## Fine tune a llama3.1 model with sagemaker

### Setup
Let's start by installing all the lib we need to do supervised fine-tuning. We're going to use

Transformers for the LLM which we're going to fine-tune
Datasets for loading a SFT dataset from the hub, and preparing it for the model
BitsandBytes and PEFT for fine-tuning the model on consumer hardware, leveraging Q-LoRa, a technique which drastically reduces the compute requirements for fine-tuning
TRL, a library which includes useful Trainer classes for LLM fine-tuning.

In [1]:
#!pip install -q transformers[torch] datasets
#!pip install -q bitsandbytes trl peft
#!pip install flash-attn --no-build-isolation
#!pip install accelerate==0.29.3


In [2]:
import torch
torch.cuda.empty_cache()

In [3]:
import os

# Set path to config file
os.environ["SAGEMAKER_USER_CONFIG_OVERRIDE"] = os.getcwd()

### Load Data + Preprocessing
The dataset contains various splits, each with a certain number of rows. In our case, as we're going to do supervised fine-tuning (SFT), only the "train_sft" and "test_sft" splits are relevant for us.


In [4]:
from datasets import load_dataset, DatasetDict

In [5]:
# load data from s3 bucket
import boto3
import sagemaker

region_name = 'eu-central-1'

session = boto3.Session(region_name=region_name)
s3_sess = session.client('s3')
sm_session = sagemaker.Session(boto_session=session)

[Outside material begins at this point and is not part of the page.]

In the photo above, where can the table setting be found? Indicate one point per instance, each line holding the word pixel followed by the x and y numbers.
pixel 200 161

sagemaker.config INFO - Not applying SDK defaults from location: /etc/xdg/sagemaker/config.yaml
sagemaker.config INFO - Fetched defaults config from location: /home/ec2-user/tmp/llm_fine_tuning/llm


In [6]:
training_input_path = f's3://{sm_session.default_bucket()}/datasets/writing_accuracy_dataset/train_dataset.json'
# define a data input dictonary with our uploaded s3 uris
data = {'training': training_input_path}

data

{'training': 's3://sagemaker-eu-central-1-505049265445/datasets/writing_accuracy_dataset/train_dataset.json'}

In [7]:
raw_dataset = load_dataset(
        "json",
        data_files=data
    )
raw_dataset

severe performance issues, see also https://github.com/dask/dask/issues/10276

To fix, you should specify a lower version bound on s3fs, or
update the current installation.



DatasetDict({
    training: Dataset({
        features: ['messages'],
        num_rows: 7528
    })
})

In [8]:
indices_1 = range(0,100)
indices_2 = range(101,201)
dataset_dict = {
    "train": raw_dataset["training"].select(indices_1),
    "test": raw_dataset["training"].select(indices_2)
}
raw_dataset = DatasetDict(dataset_dict)
raw_dataset

DatasetDict({
    train: Dataset({
        features: ['messages'],
        num_rows: 100
    })
    test: Dataset({
        features: ['messages'],
        num_rows: 100
    })
})

#### Tokenizer
Next, we instantiate the tokenizer, which is required to prepare the text for the model. The model doesn't directly take strings as input, but rather input_ids, which represent integer indices in the vocabulary of a Transformer model. 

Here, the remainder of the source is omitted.